Mr Cephas Turavinga, a technical adviser to the African Union on post-harvest losses, said that Africa must come up with the right technologies that can identify at what stages in the value chain food losses occur.
“There is a hierarchy of causes; there are causes which farmers can control, then there are policy issues that influence losses,” Mr Turavinga explained.
A few years ago, he pointed out, farmers were required to store grains with moisture content of about 14 per cent, which resulted in the grains rotting due to the high moisture content.
The figure was later reviewed to about 11.5 per cent.
But he warns that policy makers should not come up with a blanket solution to address the different challenges farmers face.
“Some farmers have graduated beyond food security, so you need to classify farmers to enable you to identify the challenges of every cadre,” he advised.
He further pointed out that before any technology is taken to farmers, it should first be tested.

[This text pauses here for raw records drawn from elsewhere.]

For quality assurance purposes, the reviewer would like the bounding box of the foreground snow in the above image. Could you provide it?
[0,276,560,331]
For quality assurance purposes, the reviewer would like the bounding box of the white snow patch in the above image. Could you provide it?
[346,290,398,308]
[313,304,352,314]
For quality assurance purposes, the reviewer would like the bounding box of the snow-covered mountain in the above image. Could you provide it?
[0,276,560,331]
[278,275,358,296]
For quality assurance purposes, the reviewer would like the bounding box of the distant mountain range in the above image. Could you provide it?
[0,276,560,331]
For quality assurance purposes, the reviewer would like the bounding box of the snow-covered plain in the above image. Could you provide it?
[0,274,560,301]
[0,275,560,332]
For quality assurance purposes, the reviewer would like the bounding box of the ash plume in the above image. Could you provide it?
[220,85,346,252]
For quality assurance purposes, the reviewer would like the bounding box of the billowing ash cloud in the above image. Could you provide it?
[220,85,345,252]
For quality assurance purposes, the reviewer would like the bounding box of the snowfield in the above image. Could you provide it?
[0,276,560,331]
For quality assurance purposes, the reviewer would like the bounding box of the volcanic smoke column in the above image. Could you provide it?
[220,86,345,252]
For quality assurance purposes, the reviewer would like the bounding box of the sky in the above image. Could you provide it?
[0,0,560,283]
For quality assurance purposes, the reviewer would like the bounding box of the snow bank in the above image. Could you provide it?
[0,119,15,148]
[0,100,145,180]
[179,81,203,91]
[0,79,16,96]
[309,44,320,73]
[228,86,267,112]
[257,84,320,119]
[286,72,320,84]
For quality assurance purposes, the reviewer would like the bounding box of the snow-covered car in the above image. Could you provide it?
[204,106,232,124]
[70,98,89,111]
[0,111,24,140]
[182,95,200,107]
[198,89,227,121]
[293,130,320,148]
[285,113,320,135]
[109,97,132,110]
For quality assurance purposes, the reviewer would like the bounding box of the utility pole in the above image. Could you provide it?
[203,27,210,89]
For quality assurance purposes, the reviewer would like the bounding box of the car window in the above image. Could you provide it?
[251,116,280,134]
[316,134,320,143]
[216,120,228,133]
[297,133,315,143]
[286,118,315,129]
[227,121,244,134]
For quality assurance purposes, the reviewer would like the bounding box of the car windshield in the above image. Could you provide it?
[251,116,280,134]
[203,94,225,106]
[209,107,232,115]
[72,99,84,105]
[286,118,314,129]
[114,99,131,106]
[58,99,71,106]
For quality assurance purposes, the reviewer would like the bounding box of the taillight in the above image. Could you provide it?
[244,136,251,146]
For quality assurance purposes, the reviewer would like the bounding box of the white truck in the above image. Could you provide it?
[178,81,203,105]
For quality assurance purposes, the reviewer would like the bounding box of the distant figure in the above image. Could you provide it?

“There are many technologies around but we need to do a stock check and identify which ones suit our farmers. It is not about technology, but rather practices,” he said.
Lack of appropriate technologies is perhaps the biggest challenge bedevilling most small-scale farmers.
Dr Richardson Okechukwu, a researcher at the International Institute of Tropical Agriculture in Ibadan, Nigeria, says that "smallholder farmers have nothing but their land, therefore, after harvesting, they are easily blackmailed into selling their produce cheaply due to desperation.”
“As a result, shelf-life promoting technologies for farmers growing tubers, vegetables and fruits can be helpful to this lot,” Dr Okechukwu said.